A new water fountain has recently been installed outside Highams Park Station in Waltham Forest meaning visitors can now refill their own re-usable drinking bottles with free top-quality tap water while reducing plastic waste.
The new stainless steel fountain has been installed as part of a partnership between Thames Water and the Mayor of London to install 100 drinking water fountains across London in the biggest single-use plastic reduction initiative of any UK city.
Each fountain has been topped with a distinctive blue water droplet so will be easy to spot for anyone wanting to fill up and has been designed to withstand the great British weather as well as be accessible to wheelchair users and easy to maintain.

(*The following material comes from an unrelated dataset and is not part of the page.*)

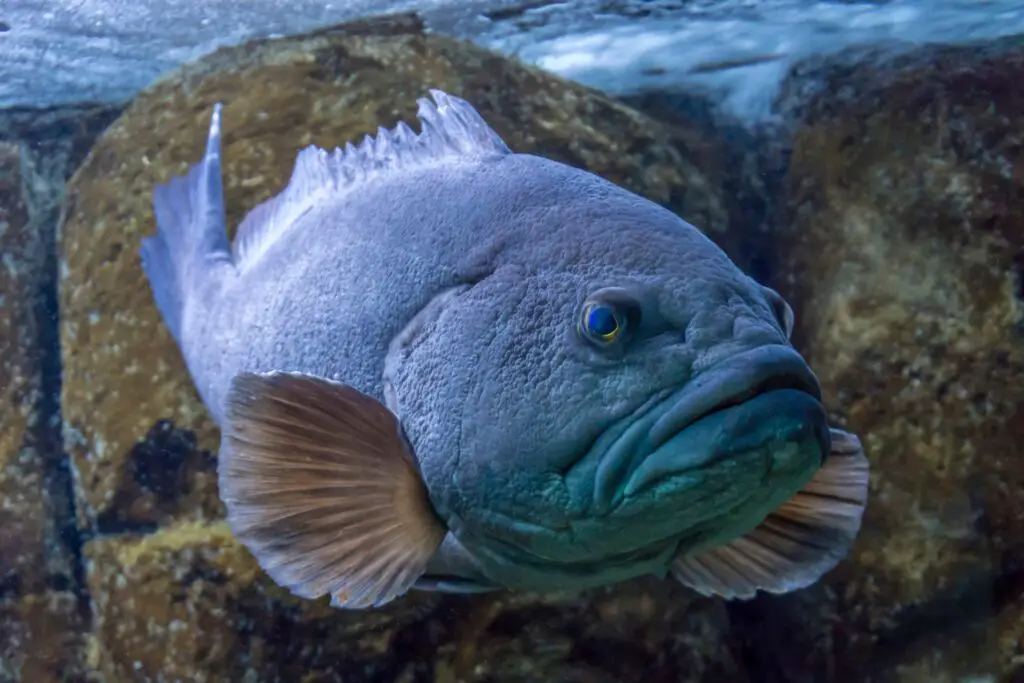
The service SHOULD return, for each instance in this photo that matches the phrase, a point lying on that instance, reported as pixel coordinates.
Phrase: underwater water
(861, 159)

Steve Spencer, chief operating officer at Thames Water said: “London’s tap water is world class and we’re celebrating this by building a network of water fountains so it’s even more accessible to people on the move.”
Cllr Clyde Loakes, Deputy Leader and Cabinet Member for the Environment at Waltham Forest Council said: “We’re delighted about this new water fountain that’s free for everyone to use - many thanks to our partners from Thames Water and the GLA. Having free access to water means even more people can get out and enjoy all the great things the area has to offer.
“Importantly, this new fountain will allow people to fill their reusable water bottles - an important step to reduce single use plastic in Waltham Forest as we look at the ways we can address the climate emergency and safeguard our environment for future generations.”
In an independent taste test carried out earlier this year, many consumers were unable to tell the difference between Thames Water’s tap water and bottled water, with the latter on average being 500 times more expensive.
Steve added: “Tap water is incredible value for money and just as good as bottled water but without the plastic packaging so we want people to enjoy it by using the fountains. Together we can all drive down plastic waste from single-use water bottles, helping to care for our rivers and oceans, now and for generations to come.”
Plastic bottles make up 10 per cent of all litter found in the River Thames and can take between 500 and 1,000 years to break down. It is estimated the average Londoner buys more than three plastic water bottles every week, equating to 175 a year, with less than half being recycled.
Deputy Mayor for Environment and Energy, Shirley Rodrigues said: “With plastics polluting our oceans and causing untold harm to life in our rivers and waterways, it is vital that we all make changes to reduce plastic waste.
“The expansion of this network of water fountains is good news for thirsty Londoners and the environment. The fountains are sure to become popular additions to our public spaces, stations and busy areas across the capital.”
Each fountain will undergo regular safety and quality inspection by Thames Water engineers. The company runs over half a million quality tests a year on its water to ensure it meets the highest drinking water standards.